But the legacy of Night Trap far outlives the quality of the game itself. The plot involves vampires employing hunched-over henchmen (named Augers) who entrap scantily-clad teenage girls and string them upside down to drain their blood into champagne bottles for a midnight bubbly. A SWAT-like team of officers is sent in to try and stop them, and the player is in control of hidden cameras throughout the house, trying to trigger traps to catch the Augers before they catch another victim. Because this is an FMV game, it employed real actors, including the late Dana Plato (best known from the TV show Diff’rent Strokes) as the lead undercover agent, and Andras Jones (from A Nightmare on Elm Street 4) as one of the occupants of the house. And also because this was all FMV, it played out like a movie as opposed to an animated video game, making the violence and situations realistic. But although the filmed footage is corny and played like a bad B-movie, the plot of the game got out and more than a few feathers became ruffled.

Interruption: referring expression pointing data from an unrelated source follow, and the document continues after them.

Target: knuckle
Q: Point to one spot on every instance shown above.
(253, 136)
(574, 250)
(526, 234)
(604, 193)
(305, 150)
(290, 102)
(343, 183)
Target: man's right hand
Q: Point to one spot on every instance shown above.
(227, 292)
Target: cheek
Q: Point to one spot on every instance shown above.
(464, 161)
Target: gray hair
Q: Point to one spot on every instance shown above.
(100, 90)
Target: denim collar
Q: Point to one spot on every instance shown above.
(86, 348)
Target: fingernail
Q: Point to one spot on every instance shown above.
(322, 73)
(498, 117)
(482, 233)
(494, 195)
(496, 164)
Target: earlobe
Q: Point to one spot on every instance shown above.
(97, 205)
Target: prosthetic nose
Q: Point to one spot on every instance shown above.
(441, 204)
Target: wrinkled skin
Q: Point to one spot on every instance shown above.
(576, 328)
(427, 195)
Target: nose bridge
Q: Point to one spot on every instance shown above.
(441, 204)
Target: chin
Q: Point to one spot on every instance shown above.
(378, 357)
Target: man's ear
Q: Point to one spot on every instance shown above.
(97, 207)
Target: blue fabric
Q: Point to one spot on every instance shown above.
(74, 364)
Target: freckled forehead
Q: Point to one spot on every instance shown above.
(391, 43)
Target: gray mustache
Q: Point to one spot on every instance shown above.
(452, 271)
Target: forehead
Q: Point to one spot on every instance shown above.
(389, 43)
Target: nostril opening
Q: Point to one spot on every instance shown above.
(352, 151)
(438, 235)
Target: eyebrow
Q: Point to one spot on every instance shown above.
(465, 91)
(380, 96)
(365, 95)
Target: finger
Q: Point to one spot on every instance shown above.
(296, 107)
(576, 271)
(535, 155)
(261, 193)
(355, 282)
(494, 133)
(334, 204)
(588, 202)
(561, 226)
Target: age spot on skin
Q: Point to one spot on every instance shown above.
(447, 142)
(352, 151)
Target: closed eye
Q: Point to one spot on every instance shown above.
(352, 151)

Before the Entertainment Software Rating Board (ESRB) was formed, Sega had their own in-house ratings system and Night Trap was rated as MA-17, meaning for Mature Gamers aged 17 and up. But this was not enforceable and, like how most impressionable young boys are (the target audience of this game), the buzz around Night Trap started, and parents began buying the game without knowing what they were getting. When they heard of the plot, the controversy started. And it went almost all the way to the top.

Do a quick search on YouTube and you’ll find some archival footage from hearings in Congress – yes, Congress! – about Night Trap and the increasing violence in video games. Games like this and Mortal Kombat – which was out at around the same time – ought not be available to a civilized society, it was argued. Violent content like this will only increase deviant behavior and encourage real life crime… well, some things never change. Night Trap was removed from shelves of a few major retailers during the holiday shopping season in 1993, and the hearings continued through 1994. Famously, the 16-bit era “Console Wars” spilled over into the controversy, with Nintendo of America President Howard Lincoln slamming Sega and claiming, “Night Trap will never appear on a Nintendo console.” Many wondered how many of the congressmen actually saw or played the game or if the outrage was merely blind. Digital Pictures CEO Tom Zito and producers and actors testified that there was no graphic content – either nudity or violence – was ever filmed, nor included in the final release. The resolution of all of this ugliness was that Night Trap and Mortal Kombat inspired the ESRB ratings system that we have today. Quite the legacy for what was once an abandoned title destined to languish on an add-on with a low install base.

Cashing in on the controversy, Night Trap was re-released later in 1994 – with new cover art and a shiny new “M for Mature” ESRB rating – on multiple platforms, including the original Sega CD, the Sega CD 32X, PC and 3DO, with a Macintosh version coming in 1995.

So while the final game wasn’t that good at all, it has a certain level of B-movie charm to it. Players who loved the game back then still have a fond place in their heart for it. Its upcoming new 25th Anniversary Edition – which at time of this writing, new features and extras have not been announced – is sure to be a hot seller, especially as its physical copy emulates the 1994 cover art and will be limited in supply. Incidentally, the rating of the Anniversary Edition is not an M, but a T for Teen – an amusing footnote.

Would I recommend Night Trap today to someone new? No. I probably wouldn’t have recommended it to anyone back in the day, either. But I love it. It appeals to a niche of gamers out there and that it will be remastered in near HD quality will send its fan base into a frenzy. For anyone else, the game may not hold much value in terms of quality, but it has it in spades in terms of legacy.